Dental pulp mesenchymal stem cells (DPSCs) are typically cultivated in vitro under normoxic conditions, which may adversely affect their biological functions during research and treatment. Dimethyloxalylglycine (DMOG) is a small-molecule drug that has demonstrated impressive therapeutic outcomes in conditions such as osteoporosis.

OBJECTIVE

However, the influence of DMOG on the osteogenesis associated with DPSCs remains inadequately understood. We propose that DMOG may significantly impact the biological functions related to osteogenesis in DPSCs when exposed to normoxic conditions.

MATERIALS AND METHODS

DPSCs were obtained through tissue block enzyme digestion. Tube formation experiment was conducted, quantitative polymerase chain reaction (qPCR) was employed to assess the angiogenic activity of DPSCs.
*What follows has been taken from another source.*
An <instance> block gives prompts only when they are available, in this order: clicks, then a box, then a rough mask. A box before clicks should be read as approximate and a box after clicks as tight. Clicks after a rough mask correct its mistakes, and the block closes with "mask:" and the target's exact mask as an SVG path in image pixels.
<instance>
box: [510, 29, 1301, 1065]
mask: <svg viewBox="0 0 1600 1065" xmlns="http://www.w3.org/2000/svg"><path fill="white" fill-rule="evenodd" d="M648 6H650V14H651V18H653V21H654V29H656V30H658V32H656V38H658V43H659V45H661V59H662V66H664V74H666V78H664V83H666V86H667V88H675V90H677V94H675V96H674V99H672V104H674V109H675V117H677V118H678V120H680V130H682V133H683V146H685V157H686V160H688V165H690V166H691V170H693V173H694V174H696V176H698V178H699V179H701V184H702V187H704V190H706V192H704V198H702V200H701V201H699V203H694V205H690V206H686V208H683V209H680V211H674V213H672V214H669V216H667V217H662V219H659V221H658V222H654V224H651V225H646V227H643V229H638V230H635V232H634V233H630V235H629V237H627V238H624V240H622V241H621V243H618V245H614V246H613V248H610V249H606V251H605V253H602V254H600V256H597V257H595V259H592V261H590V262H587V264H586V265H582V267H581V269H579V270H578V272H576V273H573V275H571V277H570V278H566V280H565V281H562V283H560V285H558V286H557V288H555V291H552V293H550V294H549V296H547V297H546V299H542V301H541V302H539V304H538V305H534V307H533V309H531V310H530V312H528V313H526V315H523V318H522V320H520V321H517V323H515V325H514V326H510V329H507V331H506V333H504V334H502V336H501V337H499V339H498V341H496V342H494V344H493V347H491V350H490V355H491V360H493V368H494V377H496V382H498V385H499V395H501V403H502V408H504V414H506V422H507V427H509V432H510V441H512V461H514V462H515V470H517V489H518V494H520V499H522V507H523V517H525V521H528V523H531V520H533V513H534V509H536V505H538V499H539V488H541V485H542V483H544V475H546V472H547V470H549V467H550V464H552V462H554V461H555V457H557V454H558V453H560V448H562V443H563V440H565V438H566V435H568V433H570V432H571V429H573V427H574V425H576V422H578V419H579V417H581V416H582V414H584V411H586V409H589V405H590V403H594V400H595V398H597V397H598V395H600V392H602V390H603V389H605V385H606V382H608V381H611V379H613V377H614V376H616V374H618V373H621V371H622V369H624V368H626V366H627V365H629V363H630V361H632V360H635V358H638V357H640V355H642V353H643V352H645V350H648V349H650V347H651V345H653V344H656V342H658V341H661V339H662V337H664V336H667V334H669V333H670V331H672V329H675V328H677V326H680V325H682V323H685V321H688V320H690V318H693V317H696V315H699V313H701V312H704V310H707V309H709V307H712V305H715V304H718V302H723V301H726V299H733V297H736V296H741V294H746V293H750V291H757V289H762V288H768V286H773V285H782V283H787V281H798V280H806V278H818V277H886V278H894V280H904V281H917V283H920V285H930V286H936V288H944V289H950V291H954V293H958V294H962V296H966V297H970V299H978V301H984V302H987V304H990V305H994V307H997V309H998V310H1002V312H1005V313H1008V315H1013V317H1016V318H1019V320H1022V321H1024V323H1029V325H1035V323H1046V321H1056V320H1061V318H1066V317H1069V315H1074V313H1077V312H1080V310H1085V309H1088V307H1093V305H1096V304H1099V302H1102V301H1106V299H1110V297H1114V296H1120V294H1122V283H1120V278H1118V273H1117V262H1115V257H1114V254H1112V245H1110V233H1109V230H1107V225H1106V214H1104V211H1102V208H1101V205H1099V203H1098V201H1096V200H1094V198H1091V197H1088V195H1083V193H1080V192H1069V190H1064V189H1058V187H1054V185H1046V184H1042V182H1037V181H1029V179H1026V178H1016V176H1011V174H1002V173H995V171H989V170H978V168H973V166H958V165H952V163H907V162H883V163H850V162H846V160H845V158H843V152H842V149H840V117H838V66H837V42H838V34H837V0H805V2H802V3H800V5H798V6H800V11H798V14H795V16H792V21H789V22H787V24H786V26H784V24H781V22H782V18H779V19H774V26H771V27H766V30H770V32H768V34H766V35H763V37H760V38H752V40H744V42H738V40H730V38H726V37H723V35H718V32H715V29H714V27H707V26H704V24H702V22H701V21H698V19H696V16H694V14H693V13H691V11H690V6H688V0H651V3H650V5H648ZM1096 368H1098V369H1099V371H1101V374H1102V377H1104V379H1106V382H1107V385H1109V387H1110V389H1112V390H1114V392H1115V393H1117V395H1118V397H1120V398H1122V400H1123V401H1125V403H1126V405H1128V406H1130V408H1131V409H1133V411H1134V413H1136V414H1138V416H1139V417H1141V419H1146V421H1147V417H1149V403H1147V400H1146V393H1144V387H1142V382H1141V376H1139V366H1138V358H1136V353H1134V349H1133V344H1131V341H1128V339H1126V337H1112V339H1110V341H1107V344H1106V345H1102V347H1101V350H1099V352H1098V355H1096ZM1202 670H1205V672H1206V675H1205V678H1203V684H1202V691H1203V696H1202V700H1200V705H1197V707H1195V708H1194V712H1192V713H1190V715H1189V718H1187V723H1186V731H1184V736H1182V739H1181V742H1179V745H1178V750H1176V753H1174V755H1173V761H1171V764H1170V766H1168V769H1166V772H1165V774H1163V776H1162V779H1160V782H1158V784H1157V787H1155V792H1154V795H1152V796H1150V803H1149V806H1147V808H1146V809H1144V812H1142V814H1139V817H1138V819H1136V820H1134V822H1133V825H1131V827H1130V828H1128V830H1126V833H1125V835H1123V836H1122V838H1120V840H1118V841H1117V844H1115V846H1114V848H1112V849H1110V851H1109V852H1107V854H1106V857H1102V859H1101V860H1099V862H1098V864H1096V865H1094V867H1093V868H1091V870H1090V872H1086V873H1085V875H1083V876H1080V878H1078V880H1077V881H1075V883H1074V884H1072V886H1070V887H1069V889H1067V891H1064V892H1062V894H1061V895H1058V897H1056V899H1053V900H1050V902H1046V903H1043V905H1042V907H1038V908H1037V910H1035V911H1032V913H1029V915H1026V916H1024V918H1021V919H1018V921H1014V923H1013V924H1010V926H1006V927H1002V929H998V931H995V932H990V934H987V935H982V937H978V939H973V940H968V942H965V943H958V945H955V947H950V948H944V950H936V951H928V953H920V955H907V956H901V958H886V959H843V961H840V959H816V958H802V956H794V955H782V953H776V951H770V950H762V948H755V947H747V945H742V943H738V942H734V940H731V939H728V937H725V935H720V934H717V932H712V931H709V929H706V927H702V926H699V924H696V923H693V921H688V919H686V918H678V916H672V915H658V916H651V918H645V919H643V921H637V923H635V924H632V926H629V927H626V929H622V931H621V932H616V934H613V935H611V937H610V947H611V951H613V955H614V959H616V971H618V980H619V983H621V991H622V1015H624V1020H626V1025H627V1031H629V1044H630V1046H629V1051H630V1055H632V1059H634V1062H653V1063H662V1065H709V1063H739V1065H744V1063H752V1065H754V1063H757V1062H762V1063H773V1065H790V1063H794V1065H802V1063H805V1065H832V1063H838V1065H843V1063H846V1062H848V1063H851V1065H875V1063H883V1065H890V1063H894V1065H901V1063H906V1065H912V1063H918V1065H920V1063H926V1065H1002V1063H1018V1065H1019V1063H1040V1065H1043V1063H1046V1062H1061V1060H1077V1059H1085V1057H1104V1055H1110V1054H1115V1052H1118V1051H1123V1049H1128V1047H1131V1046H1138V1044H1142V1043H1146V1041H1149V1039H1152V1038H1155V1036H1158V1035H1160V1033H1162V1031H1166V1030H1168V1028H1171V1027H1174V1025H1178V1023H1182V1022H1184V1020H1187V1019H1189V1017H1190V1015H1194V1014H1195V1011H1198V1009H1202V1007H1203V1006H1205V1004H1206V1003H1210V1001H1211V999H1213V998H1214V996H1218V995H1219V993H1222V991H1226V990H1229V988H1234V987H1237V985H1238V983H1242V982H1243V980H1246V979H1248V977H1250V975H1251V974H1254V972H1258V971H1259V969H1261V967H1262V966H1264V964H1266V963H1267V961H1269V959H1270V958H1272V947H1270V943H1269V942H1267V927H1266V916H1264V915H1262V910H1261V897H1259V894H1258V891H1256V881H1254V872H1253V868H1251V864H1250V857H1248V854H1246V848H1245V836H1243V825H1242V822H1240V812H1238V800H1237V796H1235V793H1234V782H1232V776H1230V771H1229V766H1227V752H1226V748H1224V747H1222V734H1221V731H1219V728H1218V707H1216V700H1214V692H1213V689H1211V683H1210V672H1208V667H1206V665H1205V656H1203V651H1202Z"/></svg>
Additionally, alkaline phosphatase (ALP) activity tests, alizarin red staining (ARS), qPCR and western blotting (WB) assays were utilized to evaluate the osteogenic activity of DPSCs. The proposed mechanism was confirmed through repeated experiments.

RESULTS

DMOG significantly influences the osteogenic functions of DPSCs under normoxic conditions. Our findings further confirm that DMOG stimulates the phosphatidylinositol 3-kinase (PI3K)/Protein kinase B (AKT) signaling pathway in DPSCs via phosphorylation. Inhibition of this pathway can partially impede the biological effects of DPSCs related to osteogenesis and angiogenesis.

CONCLUSION

We have addressed the gap in understanding the effect of DMOG on the osteogenesis of DPSCs. Unlike previous studies that examined the regulation of osteogenesis in stem cells by DMOG, our findings suggest that a lower dose of DMOG is sufficient to enhance the osteogenesis of DPSCs. This could represent a promising strategy for cellular therapy in bone regeneration.